By the time of Aqaba's capture, many other officers joined Faisal's campaign. A large number of British officers and advisors, led by Lt. Col.s Stewart F. Newcombe and Cyril E. Wilson, arrived to provide the Arabs rifles, explosives, mortars, and machine guns.[66] Artillery was only sporadically supplied due to a general shortage, though Faisal would have several batteries of mountain guns under French Captain Pisani and his Algerians for the Megiddo Campaign.[66] Egyptian and Indian troops also served with the Revolt, primarily as machine gunners and specialist troops, a number of armoured cars were allocated for use.[66][67] The Royal Flying Corps often supported the Arab operations, and the Imperial Camel Corps served with the Arabs for a time.[68]

The French military mission of 1,100 officers under Brémond established good relations with Hussein and especially with his sons, the Emirs Ali and Abdullah, and for this reason, most of the French effort went into assisting the Arab Southern Army commanded by the Emir Ali that was laying siege to Medina and the Eastern Army commanded by Abdullah that had the responsibility of protecting Ali's eastern flank from Ibn Rashid.[42] Medina was never taken by the Hashemite forces, and the Ottoman commander, Fakhri Pasha, only surrendered Medina when ordered to by the Turkish government on 9 January 1919.[69] The total number of Ottoman troops bottled up in Medina by the time of the surrender were 456 officers and 9,364 soldiers.[69]

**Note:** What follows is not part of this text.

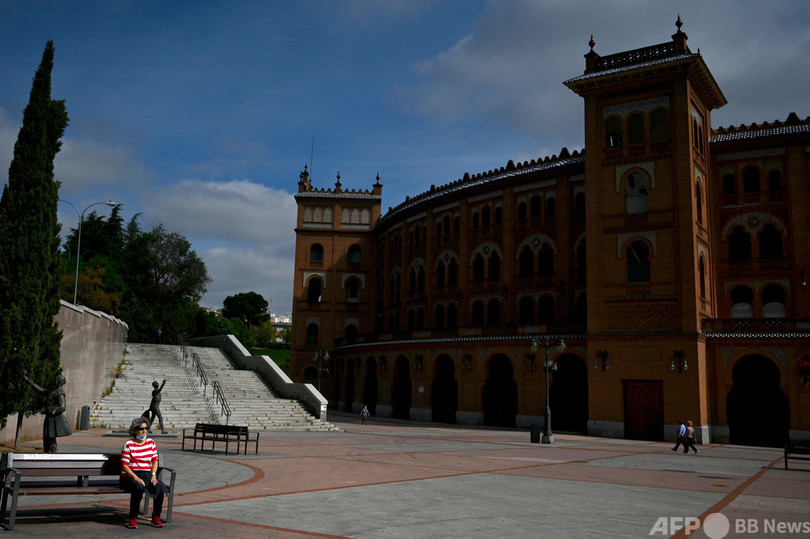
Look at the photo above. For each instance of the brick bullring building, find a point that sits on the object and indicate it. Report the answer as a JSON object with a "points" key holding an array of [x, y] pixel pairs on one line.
{"points": [[671, 260]]}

Under the direction of Lawrence, Wilson, and other officers, the Arabs launched a highly successful campaign against the Hejaz railway, capturing military supplies, destroying trains and tracks, and tying down thousands of Ottoman troops.[70] Though the attacks were mixed in success, they achieved their primary goal of tying down Ottoman troops and cutting off Medina. In January 1918, in one of the largest set-piece battles of the Revolt, Arab forces, including Lawrence, defeated a large Ottoman force at the Battle of Tafilah, inflicting over 1,000 Ottoman casualties for the loss of a mere forty men.[71]

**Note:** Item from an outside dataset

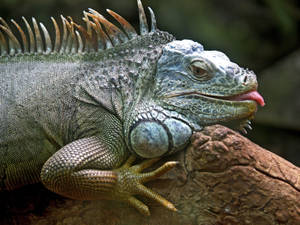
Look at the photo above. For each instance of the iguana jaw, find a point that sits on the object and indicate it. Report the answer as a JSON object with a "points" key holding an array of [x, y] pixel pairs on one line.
{"points": [[253, 96]]}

In March 1918 the Arab Northern Army consisted of

Arab Regular Army commanded by Ja'far Pasha el Askeri
brigade of infantry
one battalion Camel Corps
one battalion mule-mounted infantry
about eight guns
British Section commanded by Lieutenant Colonel P. C. Joyce
Hejaz Armoured Car Battery of Rolls-Royce light armoured cars with machine guns and two 10-pdr guns on Talbot lorries
one Flight of aircraft
one Company Egyptian Camel Corps
Egyptian Camel Transport Corps
Egyptian Labour Corps
Wireless Station at 'Aqaba
French Detachment commanded by Captain Pisani
two mountain guns
four machine guns and 10 automatic rifles[72]

In April 1918, Ja'far al-Askari and Nuri as-Said led the Arab Regular Army in a frontal attack on the well-defended Ottoman railway station at Ma'an, which after some initial successes was fought off with heavy losses to both sides.[73] However, the Sharifian Army succeeded in cutting off and thus neutralizing the Ottoman position at Ma'an, who held out until late September 1918.[74] The British refused several requests from al-Askari to use mustard gas on the Ottoman garrison at Ma'an.[74]

In the spring of 1918, Operation Hedgehog, a concerted attempt to sever and destroy the Hejaz railway, was launched.[75] In May 1918, Hedgehog led to the destruction of 25 bridges of the Hejaz railway.[76] On 11 May Arab regulars captured Jerdun and 140 prisoners. Five weeks later, on 24 July Nos. 5 and 7 Companies of the Imperial Camel Corps Brigade commanded by Major R. V. Buxton, marched from the Suez Canal to arrive at Aqaba on 30 July, to attack the Mudawwara Station.[77]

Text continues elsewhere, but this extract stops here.